Oleh tempat ini aku tak terkesan. Tak pernah aku berkenalan dengan kebebasan. Sudah hampir mati aku dibunuh rasa bosan. Semua orang bertanya apa maksud perkataanku barusan. Yang pasti tak cukup kujelaskan dengan sekilas ulasan.
Di penjara ini aku bergelut dengan sejuta rutinitas. Rutinitas yang terus menyerangku bagai binatang buas. Rutinitas yang membuat semua tenagaku habis terkuras. Aku tak tahan lagi menghadapi keadaan yang terlalu beringas. Mirip seekor burung dalam dekapan yang tak terlepas. Seperti burung itu, aku ingin terbang bebas.
Hari-hariku sungguh mematikan. Mematikan segala kekreatifan. Mematikan segala pergerakan. Mematikan segala imajinasi dalam angan. Di sinilah aku terpuruk, bahkan membusuk dalam keterbatasan.

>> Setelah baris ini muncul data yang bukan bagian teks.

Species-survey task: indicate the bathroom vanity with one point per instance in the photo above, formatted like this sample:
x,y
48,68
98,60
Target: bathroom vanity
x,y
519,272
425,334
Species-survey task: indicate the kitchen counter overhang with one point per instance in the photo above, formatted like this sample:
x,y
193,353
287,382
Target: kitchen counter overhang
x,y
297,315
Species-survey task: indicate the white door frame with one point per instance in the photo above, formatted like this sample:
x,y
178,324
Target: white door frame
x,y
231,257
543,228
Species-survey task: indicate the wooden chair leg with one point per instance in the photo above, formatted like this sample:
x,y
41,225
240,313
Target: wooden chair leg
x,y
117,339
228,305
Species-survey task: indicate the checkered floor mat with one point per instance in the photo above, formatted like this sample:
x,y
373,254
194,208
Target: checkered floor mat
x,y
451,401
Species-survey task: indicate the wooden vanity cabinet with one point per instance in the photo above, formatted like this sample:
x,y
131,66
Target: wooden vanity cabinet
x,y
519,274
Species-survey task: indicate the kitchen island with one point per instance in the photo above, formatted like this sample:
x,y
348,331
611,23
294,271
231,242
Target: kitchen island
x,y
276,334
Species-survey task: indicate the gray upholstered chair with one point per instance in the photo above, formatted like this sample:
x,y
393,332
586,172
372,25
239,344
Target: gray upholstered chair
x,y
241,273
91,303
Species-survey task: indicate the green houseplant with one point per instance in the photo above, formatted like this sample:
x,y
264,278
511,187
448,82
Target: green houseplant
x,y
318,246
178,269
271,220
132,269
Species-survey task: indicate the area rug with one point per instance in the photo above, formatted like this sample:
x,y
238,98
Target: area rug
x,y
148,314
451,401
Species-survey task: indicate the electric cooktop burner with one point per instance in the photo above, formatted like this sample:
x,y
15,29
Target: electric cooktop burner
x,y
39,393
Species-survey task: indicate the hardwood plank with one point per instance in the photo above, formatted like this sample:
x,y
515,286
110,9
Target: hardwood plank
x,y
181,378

Hari ini adalah hari terakhir saat aku akan melepas segala rasa penat dari rutinitas yang telah kujalani bertahun-tahun. Yang meninggalkan rasa sesal menahun. Aku sudah kehilangan banyak nada yang mengalun. Yang bisa menenangkan jiwa bahkan meredamkan emosi sekalipun.
Selama ini aku terperangkap dalam sebuah penjara fana. Orang-orang biasa menyebutnya sekolah. Tapi bagiku sekolah hanyalah sekedar penjara yang menyiksa dan memaksaku untuk bergelut dengan segala kegiatan yang memuakkan. Bangun pagi - belajar - tugas - ujian - les ini - les itu - pulang malam - dan begitu seterusnya. Tenaga diforsir habis-habisan tanpa kompromi untuk sesuatu yang sama sekali tidak aku suka.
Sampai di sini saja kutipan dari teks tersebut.